How I Learned to Listen to My Body

Tamera Mowry

The past year I have been dealing with a pretty frustrating injury. No matter what I did, my back never seemed to get better. After countless doctors’ visits, and trying different courses of treatment, I found myself half way down a very long road, with what felt like no end in sight. I know I’m not alone, and I’m sure many of you can relate to the total frustration of going from being very healthy and physically fit, to suddenly unable to live your life the way you are used to (I couldn’t even pick up my daughter).

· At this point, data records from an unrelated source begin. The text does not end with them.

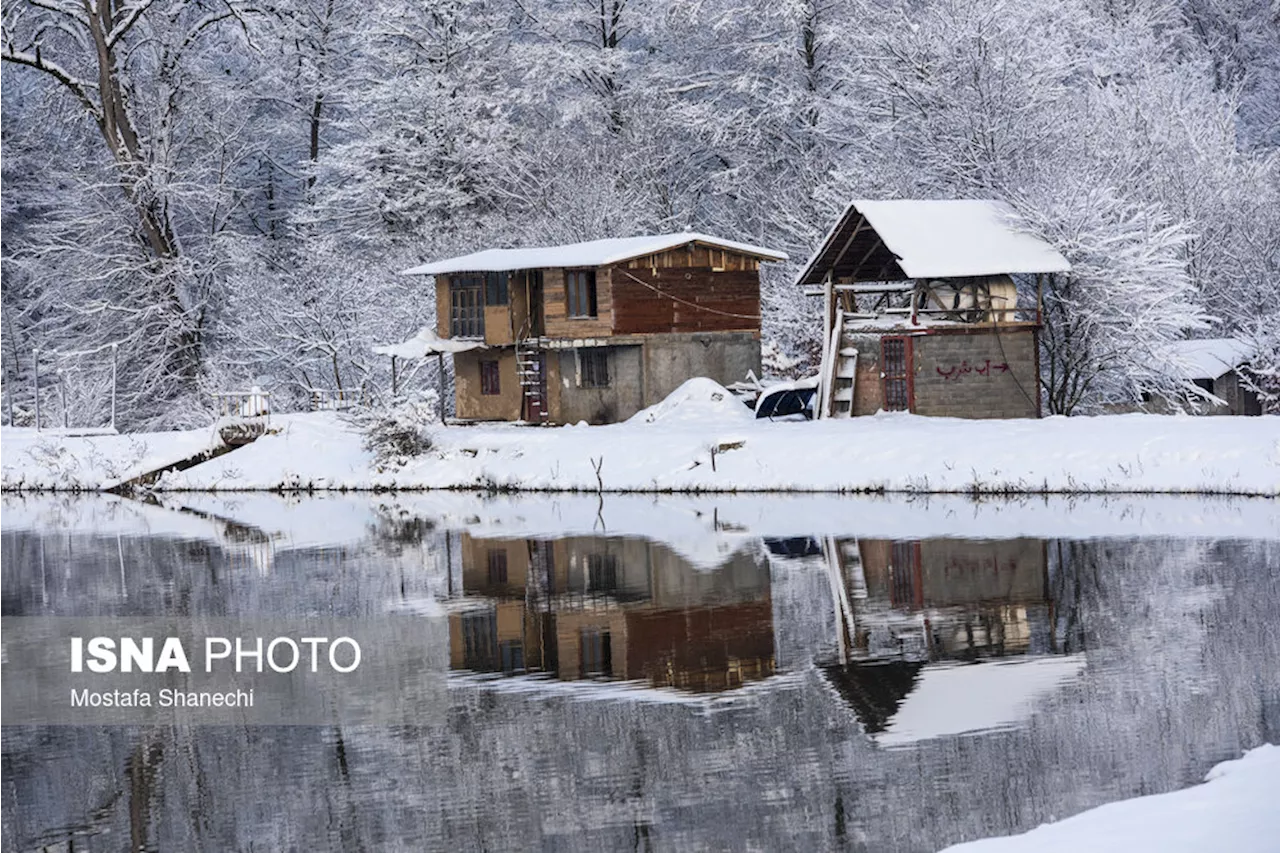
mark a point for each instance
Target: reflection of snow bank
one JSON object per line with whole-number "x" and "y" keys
{"x": 1233, "y": 811}
{"x": 977, "y": 697}
{"x": 699, "y": 400}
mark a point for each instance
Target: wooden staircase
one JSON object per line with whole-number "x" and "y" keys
{"x": 839, "y": 372}
{"x": 531, "y": 372}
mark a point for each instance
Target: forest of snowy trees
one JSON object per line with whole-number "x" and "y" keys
{"x": 222, "y": 192}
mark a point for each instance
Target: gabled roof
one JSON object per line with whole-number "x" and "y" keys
{"x": 1207, "y": 357}
{"x": 900, "y": 238}
{"x": 597, "y": 252}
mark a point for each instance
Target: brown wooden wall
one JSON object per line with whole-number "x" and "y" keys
{"x": 560, "y": 324}
{"x": 695, "y": 255}
{"x": 442, "y": 305}
{"x": 639, "y": 309}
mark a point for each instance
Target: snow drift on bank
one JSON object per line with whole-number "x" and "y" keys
{"x": 1234, "y": 810}
{"x": 699, "y": 439}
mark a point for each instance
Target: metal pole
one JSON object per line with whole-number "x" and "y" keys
{"x": 35, "y": 364}
{"x": 439, "y": 359}
{"x": 115, "y": 352}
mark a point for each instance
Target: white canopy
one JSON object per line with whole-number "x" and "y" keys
{"x": 597, "y": 252}
{"x": 426, "y": 342}
{"x": 931, "y": 238}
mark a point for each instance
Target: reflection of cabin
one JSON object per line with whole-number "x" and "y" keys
{"x": 1217, "y": 366}
{"x": 612, "y": 607}
{"x": 598, "y": 331}
{"x": 945, "y": 598}
{"x": 922, "y": 310}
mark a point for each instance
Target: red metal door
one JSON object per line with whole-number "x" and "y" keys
{"x": 896, "y": 373}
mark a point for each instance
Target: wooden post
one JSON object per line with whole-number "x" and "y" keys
{"x": 35, "y": 364}
{"x": 8, "y": 388}
{"x": 439, "y": 361}
{"x": 115, "y": 352}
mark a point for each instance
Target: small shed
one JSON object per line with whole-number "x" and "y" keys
{"x": 1220, "y": 368}
{"x": 923, "y": 309}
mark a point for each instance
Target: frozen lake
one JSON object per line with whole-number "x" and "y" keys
{"x": 666, "y": 673}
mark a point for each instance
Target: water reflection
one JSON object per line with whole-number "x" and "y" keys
{"x": 612, "y": 607}
{"x": 714, "y": 674}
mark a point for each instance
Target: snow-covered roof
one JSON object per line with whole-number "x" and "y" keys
{"x": 426, "y": 342}
{"x": 956, "y": 698}
{"x": 929, "y": 238}
{"x": 1208, "y": 357}
{"x": 597, "y": 252}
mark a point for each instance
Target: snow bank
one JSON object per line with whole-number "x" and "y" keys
{"x": 694, "y": 442}
{"x": 48, "y": 460}
{"x": 698, "y": 401}
{"x": 1234, "y": 810}
{"x": 695, "y": 445}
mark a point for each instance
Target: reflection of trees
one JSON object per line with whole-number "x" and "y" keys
{"x": 1179, "y": 637}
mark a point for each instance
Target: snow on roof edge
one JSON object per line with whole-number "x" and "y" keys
{"x": 914, "y": 260}
{"x": 597, "y": 252}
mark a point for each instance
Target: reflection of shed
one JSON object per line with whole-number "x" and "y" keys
{"x": 922, "y": 310}
{"x": 944, "y": 598}
{"x": 612, "y": 607}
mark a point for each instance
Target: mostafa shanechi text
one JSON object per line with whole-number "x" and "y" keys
{"x": 215, "y": 653}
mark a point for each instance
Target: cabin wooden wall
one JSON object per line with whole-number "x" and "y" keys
{"x": 472, "y": 405}
{"x": 643, "y": 300}
{"x": 442, "y": 306}
{"x": 695, "y": 255}
{"x": 560, "y": 324}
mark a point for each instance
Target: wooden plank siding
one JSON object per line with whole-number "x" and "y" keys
{"x": 696, "y": 255}
{"x": 442, "y": 306}
{"x": 560, "y": 324}
{"x": 690, "y": 288}
{"x": 685, "y": 299}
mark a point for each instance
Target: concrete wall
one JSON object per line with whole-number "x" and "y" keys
{"x": 977, "y": 374}
{"x": 670, "y": 360}
{"x": 475, "y": 406}
{"x": 618, "y": 401}
{"x": 969, "y": 373}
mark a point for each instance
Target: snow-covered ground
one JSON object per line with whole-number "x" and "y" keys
{"x": 1235, "y": 810}
{"x": 702, "y": 441}
{"x": 55, "y": 460}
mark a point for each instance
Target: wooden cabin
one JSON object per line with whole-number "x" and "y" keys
{"x": 598, "y": 331}
{"x": 612, "y": 607}
{"x": 927, "y": 309}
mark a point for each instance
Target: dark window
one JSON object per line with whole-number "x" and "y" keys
{"x": 466, "y": 306}
{"x": 904, "y": 589}
{"x": 896, "y": 370}
{"x": 480, "y": 641}
{"x": 489, "y": 383}
{"x": 597, "y": 652}
{"x": 593, "y": 368}
{"x": 580, "y": 286}
{"x": 496, "y": 288}
{"x": 512, "y": 653}
{"x": 498, "y": 568}
{"x": 602, "y": 573}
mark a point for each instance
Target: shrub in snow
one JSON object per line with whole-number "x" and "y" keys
{"x": 398, "y": 433}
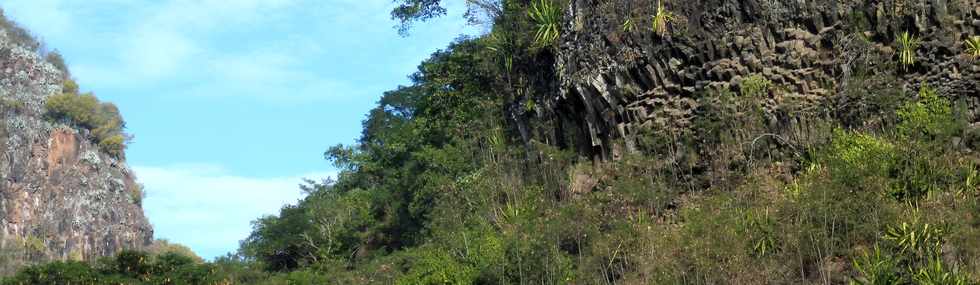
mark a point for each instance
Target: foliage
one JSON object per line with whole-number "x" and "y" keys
{"x": 662, "y": 19}
{"x": 972, "y": 47}
{"x": 756, "y": 86}
{"x": 876, "y": 268}
{"x": 628, "y": 25}
{"x": 907, "y": 45}
{"x": 127, "y": 267}
{"x": 929, "y": 117}
{"x": 11, "y": 104}
{"x": 85, "y": 111}
{"x": 547, "y": 15}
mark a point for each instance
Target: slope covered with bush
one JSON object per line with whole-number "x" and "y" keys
{"x": 483, "y": 171}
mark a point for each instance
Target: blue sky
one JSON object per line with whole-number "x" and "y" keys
{"x": 232, "y": 102}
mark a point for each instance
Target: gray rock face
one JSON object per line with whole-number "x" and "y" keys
{"x": 621, "y": 81}
{"x": 57, "y": 188}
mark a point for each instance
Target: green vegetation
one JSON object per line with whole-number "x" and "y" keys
{"x": 11, "y": 104}
{"x": 451, "y": 182}
{"x": 662, "y": 19}
{"x": 127, "y": 267}
{"x": 907, "y": 45}
{"x": 972, "y": 47}
{"x": 628, "y": 25}
{"x": 85, "y": 111}
{"x": 756, "y": 86}
{"x": 547, "y": 15}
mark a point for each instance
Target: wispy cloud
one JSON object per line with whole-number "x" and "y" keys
{"x": 207, "y": 208}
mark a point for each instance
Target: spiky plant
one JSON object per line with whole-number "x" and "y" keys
{"x": 973, "y": 47}
{"x": 907, "y": 45}
{"x": 662, "y": 19}
{"x": 547, "y": 15}
{"x": 628, "y": 25}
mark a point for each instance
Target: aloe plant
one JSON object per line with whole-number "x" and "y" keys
{"x": 907, "y": 45}
{"x": 662, "y": 19}
{"x": 547, "y": 15}
{"x": 973, "y": 47}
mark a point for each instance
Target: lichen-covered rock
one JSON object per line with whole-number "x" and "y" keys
{"x": 619, "y": 80}
{"x": 56, "y": 187}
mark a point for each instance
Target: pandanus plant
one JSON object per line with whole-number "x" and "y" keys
{"x": 907, "y": 45}
{"x": 662, "y": 19}
{"x": 547, "y": 15}
{"x": 973, "y": 47}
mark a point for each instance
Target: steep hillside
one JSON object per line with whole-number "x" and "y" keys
{"x": 62, "y": 196}
{"x": 648, "y": 142}
{"x": 624, "y": 80}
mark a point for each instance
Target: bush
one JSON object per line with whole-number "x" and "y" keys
{"x": 855, "y": 159}
{"x": 85, "y": 111}
{"x": 930, "y": 117}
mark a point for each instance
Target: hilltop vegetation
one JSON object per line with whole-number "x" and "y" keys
{"x": 447, "y": 185}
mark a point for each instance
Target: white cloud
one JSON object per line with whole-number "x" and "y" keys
{"x": 207, "y": 208}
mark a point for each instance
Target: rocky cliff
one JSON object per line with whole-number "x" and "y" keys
{"x": 60, "y": 196}
{"x": 626, "y": 80}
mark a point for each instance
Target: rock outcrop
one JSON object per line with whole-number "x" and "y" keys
{"x": 622, "y": 81}
{"x": 58, "y": 191}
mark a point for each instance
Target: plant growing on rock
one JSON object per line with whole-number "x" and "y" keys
{"x": 907, "y": 45}
{"x": 628, "y": 25}
{"x": 87, "y": 112}
{"x": 547, "y": 15}
{"x": 662, "y": 19}
{"x": 973, "y": 47}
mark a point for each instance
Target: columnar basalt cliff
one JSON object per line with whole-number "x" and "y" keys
{"x": 624, "y": 80}
{"x": 60, "y": 195}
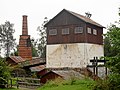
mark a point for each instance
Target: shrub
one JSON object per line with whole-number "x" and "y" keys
{"x": 4, "y": 73}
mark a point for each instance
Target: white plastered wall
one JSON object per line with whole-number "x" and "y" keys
{"x": 75, "y": 55}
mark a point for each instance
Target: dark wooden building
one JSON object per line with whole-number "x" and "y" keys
{"x": 72, "y": 40}
{"x": 70, "y": 27}
{"x": 24, "y": 48}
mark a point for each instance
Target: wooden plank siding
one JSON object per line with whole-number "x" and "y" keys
{"x": 66, "y": 20}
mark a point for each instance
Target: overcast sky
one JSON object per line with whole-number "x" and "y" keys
{"x": 103, "y": 11}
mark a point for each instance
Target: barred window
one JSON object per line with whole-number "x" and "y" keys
{"x": 65, "y": 31}
{"x": 94, "y": 31}
{"x": 78, "y": 29}
{"x": 53, "y": 32}
{"x": 89, "y": 30}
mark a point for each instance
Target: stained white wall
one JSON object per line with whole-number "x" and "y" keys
{"x": 75, "y": 55}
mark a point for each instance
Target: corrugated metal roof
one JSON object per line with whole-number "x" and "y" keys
{"x": 84, "y": 18}
{"x": 17, "y": 59}
{"x": 68, "y": 74}
{"x": 34, "y": 61}
{"x": 37, "y": 68}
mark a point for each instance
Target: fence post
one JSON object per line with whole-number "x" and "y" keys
{"x": 17, "y": 83}
{"x": 10, "y": 82}
{"x": 96, "y": 66}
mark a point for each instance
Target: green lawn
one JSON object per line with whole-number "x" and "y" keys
{"x": 85, "y": 84}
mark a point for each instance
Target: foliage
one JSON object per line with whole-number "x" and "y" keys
{"x": 41, "y": 42}
{"x": 59, "y": 84}
{"x": 4, "y": 72}
{"x": 7, "y": 40}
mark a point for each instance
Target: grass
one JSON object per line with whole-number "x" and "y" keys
{"x": 74, "y": 84}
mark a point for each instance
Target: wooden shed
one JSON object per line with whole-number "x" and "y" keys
{"x": 72, "y": 40}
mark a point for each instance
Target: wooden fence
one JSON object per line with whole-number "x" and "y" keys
{"x": 24, "y": 82}
{"x": 95, "y": 65}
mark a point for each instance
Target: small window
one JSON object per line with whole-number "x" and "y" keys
{"x": 53, "y": 32}
{"x": 65, "y": 31}
{"x": 94, "y": 31}
{"x": 89, "y": 30}
{"x": 78, "y": 29}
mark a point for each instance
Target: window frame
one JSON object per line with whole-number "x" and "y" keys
{"x": 65, "y": 31}
{"x": 53, "y": 32}
{"x": 78, "y": 30}
{"x": 89, "y": 30}
{"x": 94, "y": 31}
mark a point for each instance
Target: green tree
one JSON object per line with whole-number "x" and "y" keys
{"x": 4, "y": 72}
{"x": 41, "y": 45}
{"x": 6, "y": 37}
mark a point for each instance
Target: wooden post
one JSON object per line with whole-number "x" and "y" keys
{"x": 17, "y": 83}
{"x": 96, "y": 66}
{"x": 105, "y": 69}
{"x": 10, "y": 82}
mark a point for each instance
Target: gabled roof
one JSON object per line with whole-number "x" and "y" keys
{"x": 37, "y": 68}
{"x": 81, "y": 17}
{"x": 16, "y": 59}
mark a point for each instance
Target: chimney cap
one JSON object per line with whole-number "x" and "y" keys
{"x": 24, "y": 15}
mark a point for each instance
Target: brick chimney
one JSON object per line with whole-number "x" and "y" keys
{"x": 24, "y": 48}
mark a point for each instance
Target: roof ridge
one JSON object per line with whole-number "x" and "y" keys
{"x": 84, "y": 18}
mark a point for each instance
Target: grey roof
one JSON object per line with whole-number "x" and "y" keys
{"x": 81, "y": 17}
{"x": 85, "y": 19}
{"x": 68, "y": 74}
{"x": 37, "y": 68}
{"x": 16, "y": 59}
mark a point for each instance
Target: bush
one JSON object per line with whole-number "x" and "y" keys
{"x": 111, "y": 83}
{"x": 4, "y": 73}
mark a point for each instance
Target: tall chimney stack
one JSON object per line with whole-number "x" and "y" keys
{"x": 24, "y": 26}
{"x": 24, "y": 48}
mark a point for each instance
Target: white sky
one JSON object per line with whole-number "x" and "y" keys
{"x": 103, "y": 11}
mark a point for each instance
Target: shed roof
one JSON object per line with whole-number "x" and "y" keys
{"x": 68, "y": 74}
{"x": 81, "y": 17}
{"x": 37, "y": 68}
{"x": 33, "y": 62}
{"x": 16, "y": 59}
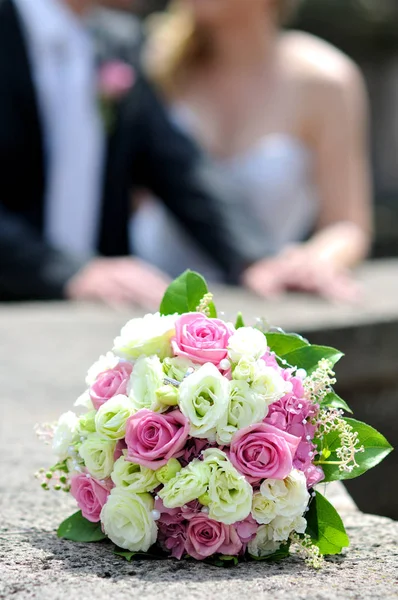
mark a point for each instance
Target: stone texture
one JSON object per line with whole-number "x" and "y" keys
{"x": 45, "y": 351}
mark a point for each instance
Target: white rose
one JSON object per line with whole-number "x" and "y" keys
{"x": 127, "y": 520}
{"x": 246, "y": 369}
{"x": 290, "y": 496}
{"x": 263, "y": 509}
{"x": 147, "y": 377}
{"x": 282, "y": 527}
{"x": 247, "y": 342}
{"x": 269, "y": 383}
{"x": 145, "y": 337}
{"x": 230, "y": 495}
{"x": 104, "y": 363}
{"x": 263, "y": 544}
{"x": 66, "y": 434}
{"x": 177, "y": 367}
{"x": 297, "y": 498}
{"x": 245, "y": 408}
{"x": 84, "y": 401}
{"x": 132, "y": 477}
{"x": 97, "y": 453}
{"x": 111, "y": 417}
{"x": 188, "y": 484}
{"x": 204, "y": 399}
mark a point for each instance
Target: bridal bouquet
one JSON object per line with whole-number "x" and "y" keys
{"x": 202, "y": 438}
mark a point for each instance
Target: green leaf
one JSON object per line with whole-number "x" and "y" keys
{"x": 284, "y": 343}
{"x": 239, "y": 321}
{"x": 332, "y": 400}
{"x": 129, "y": 556}
{"x": 78, "y": 529}
{"x": 184, "y": 294}
{"x": 222, "y": 561}
{"x": 325, "y": 526}
{"x": 307, "y": 357}
{"x": 376, "y": 449}
{"x": 283, "y": 552}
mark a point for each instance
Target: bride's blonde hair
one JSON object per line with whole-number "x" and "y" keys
{"x": 176, "y": 44}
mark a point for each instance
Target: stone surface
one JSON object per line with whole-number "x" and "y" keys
{"x": 45, "y": 351}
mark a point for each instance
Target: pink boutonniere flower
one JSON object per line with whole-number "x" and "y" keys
{"x": 115, "y": 80}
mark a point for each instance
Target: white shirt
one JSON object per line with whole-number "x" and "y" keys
{"x": 62, "y": 60}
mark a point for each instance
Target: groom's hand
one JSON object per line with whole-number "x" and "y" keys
{"x": 117, "y": 282}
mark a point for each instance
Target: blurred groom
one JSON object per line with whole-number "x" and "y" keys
{"x": 65, "y": 184}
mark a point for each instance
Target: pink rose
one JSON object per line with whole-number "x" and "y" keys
{"x": 247, "y": 529}
{"x": 152, "y": 438}
{"x": 262, "y": 451}
{"x": 270, "y": 360}
{"x": 201, "y": 339}
{"x": 115, "y": 79}
{"x": 110, "y": 383}
{"x": 120, "y": 446}
{"x": 172, "y": 537}
{"x": 90, "y": 495}
{"x": 206, "y": 537}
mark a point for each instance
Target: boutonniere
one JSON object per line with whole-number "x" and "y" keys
{"x": 115, "y": 80}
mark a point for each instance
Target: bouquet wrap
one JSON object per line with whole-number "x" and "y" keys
{"x": 205, "y": 439}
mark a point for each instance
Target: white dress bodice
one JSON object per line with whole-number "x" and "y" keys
{"x": 275, "y": 180}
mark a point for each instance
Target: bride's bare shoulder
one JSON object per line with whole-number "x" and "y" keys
{"x": 316, "y": 61}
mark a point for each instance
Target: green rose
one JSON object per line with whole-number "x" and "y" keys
{"x": 263, "y": 544}
{"x": 127, "y": 520}
{"x": 145, "y": 337}
{"x": 204, "y": 399}
{"x": 263, "y": 509}
{"x": 177, "y": 367}
{"x": 245, "y": 408}
{"x": 169, "y": 471}
{"x": 97, "y": 453}
{"x": 189, "y": 484}
{"x": 87, "y": 423}
{"x": 229, "y": 493}
{"x": 145, "y": 381}
{"x": 132, "y": 477}
{"x": 111, "y": 418}
{"x": 167, "y": 396}
{"x": 270, "y": 384}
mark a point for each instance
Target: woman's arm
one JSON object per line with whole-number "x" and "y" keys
{"x": 334, "y": 121}
{"x": 340, "y": 137}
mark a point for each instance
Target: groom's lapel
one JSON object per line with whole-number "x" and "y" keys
{"x": 23, "y": 93}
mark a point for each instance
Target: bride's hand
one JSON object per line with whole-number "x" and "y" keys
{"x": 118, "y": 282}
{"x": 298, "y": 268}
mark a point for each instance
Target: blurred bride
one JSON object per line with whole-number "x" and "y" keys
{"x": 284, "y": 115}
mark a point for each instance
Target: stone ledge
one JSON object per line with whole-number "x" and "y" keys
{"x": 40, "y": 566}
{"x": 45, "y": 352}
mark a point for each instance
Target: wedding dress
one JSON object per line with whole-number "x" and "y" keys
{"x": 275, "y": 179}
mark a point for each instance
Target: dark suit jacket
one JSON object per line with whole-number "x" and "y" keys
{"x": 144, "y": 150}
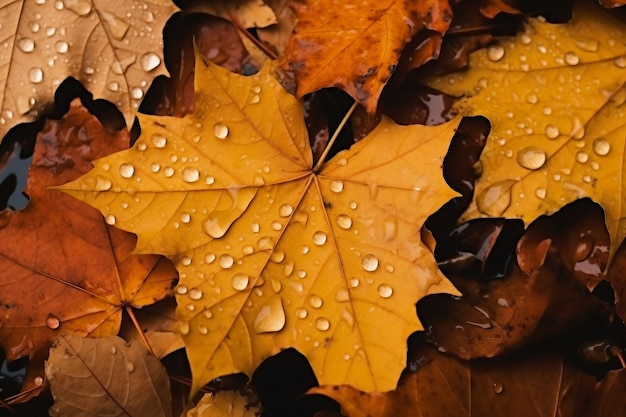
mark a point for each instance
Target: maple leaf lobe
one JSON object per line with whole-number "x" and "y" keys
{"x": 270, "y": 254}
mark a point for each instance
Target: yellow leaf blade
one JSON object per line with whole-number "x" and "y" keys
{"x": 330, "y": 263}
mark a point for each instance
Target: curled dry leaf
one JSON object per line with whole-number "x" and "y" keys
{"x": 64, "y": 270}
{"x": 356, "y": 47}
{"x": 106, "y": 377}
{"x": 224, "y": 404}
{"x": 557, "y": 118}
{"x": 542, "y": 298}
{"x": 273, "y": 254}
{"x": 113, "y": 47}
{"x": 441, "y": 386}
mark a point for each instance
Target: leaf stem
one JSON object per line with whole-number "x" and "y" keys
{"x": 332, "y": 140}
{"x": 142, "y": 336}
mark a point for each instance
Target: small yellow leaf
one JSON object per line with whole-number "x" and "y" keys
{"x": 557, "y": 116}
{"x": 272, "y": 255}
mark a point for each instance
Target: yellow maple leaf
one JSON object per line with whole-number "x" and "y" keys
{"x": 554, "y": 96}
{"x": 272, "y": 254}
{"x": 112, "y": 47}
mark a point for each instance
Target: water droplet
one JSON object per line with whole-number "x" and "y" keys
{"x": 601, "y": 146}
{"x": 114, "y": 86}
{"x": 497, "y": 387}
{"x": 190, "y": 175}
{"x": 344, "y": 221}
{"x": 369, "y": 263}
{"x": 315, "y": 301}
{"x": 495, "y": 53}
{"x": 159, "y": 141}
{"x": 540, "y": 193}
{"x": 226, "y": 261}
{"x": 35, "y": 75}
{"x": 288, "y": 269}
{"x": 127, "y": 170}
{"x": 322, "y": 324}
{"x": 336, "y": 186}
{"x": 571, "y": 58}
{"x": 149, "y": 61}
{"x": 61, "y": 47}
{"x": 583, "y": 248}
{"x": 285, "y": 210}
{"x": 342, "y": 296}
{"x": 552, "y": 132}
{"x": 319, "y": 238}
{"x": 531, "y": 157}
{"x": 271, "y": 317}
{"x": 195, "y": 294}
{"x": 385, "y": 290}
{"x": 53, "y": 322}
{"x": 582, "y": 157}
{"x": 620, "y": 62}
{"x": 136, "y": 93}
{"x": 102, "y": 184}
{"x": 26, "y": 45}
{"x": 239, "y": 281}
{"x": 220, "y": 130}
{"x": 277, "y": 256}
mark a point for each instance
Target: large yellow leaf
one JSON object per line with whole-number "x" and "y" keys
{"x": 112, "y": 46}
{"x": 272, "y": 255}
{"x": 554, "y": 96}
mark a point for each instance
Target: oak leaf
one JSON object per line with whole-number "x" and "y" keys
{"x": 557, "y": 118}
{"x": 356, "y": 46}
{"x": 63, "y": 269}
{"x": 106, "y": 377}
{"x": 113, "y": 47}
{"x": 271, "y": 253}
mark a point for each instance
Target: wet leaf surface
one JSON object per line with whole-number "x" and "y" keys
{"x": 106, "y": 376}
{"x": 64, "y": 269}
{"x": 113, "y": 47}
{"x": 541, "y": 154}
{"x": 269, "y": 252}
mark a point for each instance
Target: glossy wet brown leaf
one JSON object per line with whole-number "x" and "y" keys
{"x": 356, "y": 45}
{"x": 273, "y": 254}
{"x": 556, "y": 114}
{"x": 63, "y": 269}
{"x": 544, "y": 297}
{"x": 106, "y": 377}
{"x": 113, "y": 47}
{"x": 540, "y": 385}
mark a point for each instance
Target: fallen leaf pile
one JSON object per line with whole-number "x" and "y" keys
{"x": 370, "y": 208}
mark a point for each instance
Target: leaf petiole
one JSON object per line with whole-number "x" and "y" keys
{"x": 332, "y": 140}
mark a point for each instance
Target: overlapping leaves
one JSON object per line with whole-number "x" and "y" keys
{"x": 272, "y": 254}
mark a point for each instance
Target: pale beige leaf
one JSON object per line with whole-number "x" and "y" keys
{"x": 113, "y": 47}
{"x": 106, "y": 377}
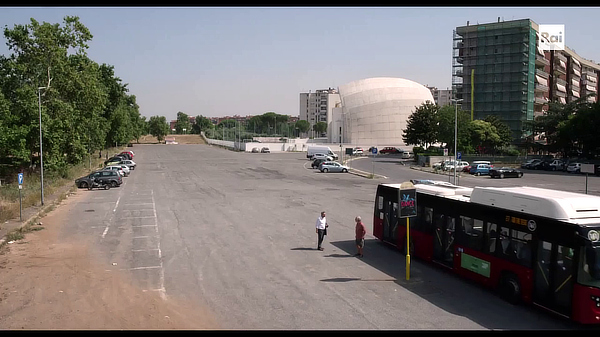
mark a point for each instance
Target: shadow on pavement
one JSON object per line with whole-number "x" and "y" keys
{"x": 447, "y": 291}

I’m happy to report that today, I am finally starting to feel like I am on the mend, and have found the right treatment plan for me. As frustrating as this journey has been, there are a few blessings that have come out of it (as there always are). First off, I overhauled my diet quite a bit to eliminate any inflammation causing foods (I wrote about that last week), and that made a big difference for my overall health and energy. Second, and what I want to talk about today with you guys, is that I also learned how to really listen to my body.

It sounds simple enough, and we get told to do it all the time — Every time I take a workout class, or read something about meditation or mindfulness, I hear statements like ‘listen to your body, it knows what it needs’. I’ll be honest with you guys, I thought I understood what that meant … Things like knowing when you’re tired, or hungry or need to exercise — And while those needs are real too, I have learned that listening to your body goes much deeper than that.

Despite working with different doctors and physical therapists, my back wasn’t improving, and my pain was increasing. I began to get really discouraged and frustrated. Anyone who has experienced prolonged pain will attest to the fact that after a while, you get to the end of your rope! Living with pain day in and day out, all while trying to keep up with your responsibilities, becomes very tiring both physically and mentally.

It was at this point of exhaustion and frustration that I decided I had enough. Something wasn’t right, and I didn’t understand why I wasn’t getting better. I made the conscious decision that I was going to get to the bottom of this injury, and figure out what the heck was going on — The only problem was that I had no idea what the heck was going on.

I decided to start by getting really clear on how the injury was affecting me, and noticing everything about my body, and specifically, my pain …. I mean, like take notes on how do I feel at all times of the day, kind of noticing. As someone who doesn’t like to complain, I have to say this was a lot harder than it sounds. What really jumped out at me though during this process was that I had a gut instinct all along about what was and wasn’t working for my body.

Always trust your gut. Sometimes, therapists may tell you things you should be doing, that you instinctively know you just shouldn’t. I worked with a couple different therapists, and knew something still wasn’t right. So, I went and saw a back specialist, Dr. Watkins.  He seriously is the best!  My husband referred me to him through a really good friend of his who had suffered back pain for years as well. Dr. Watkins pointed me in the right direction.  I knew when he looked at me and said, ‘we are going to figure this out’, that he would, and he did!! I did all the tests I needed to get in order to get all the information we needed. Make sure you always keep trying to figure things out if something doesn’t seem right! You have to listen to your own body, and trust your own instincts.

In actuality, it turned out to be my SI joint all along, not my back. The back pain was just referred pain. I can honestly say I was so happy when we found out the culprit. A lot of women who have babies can develop this injury. My two c sections, and lack of core and SI strength, enabled this pain. So, turns out that all I needed was trunk stabilization. So simple right?!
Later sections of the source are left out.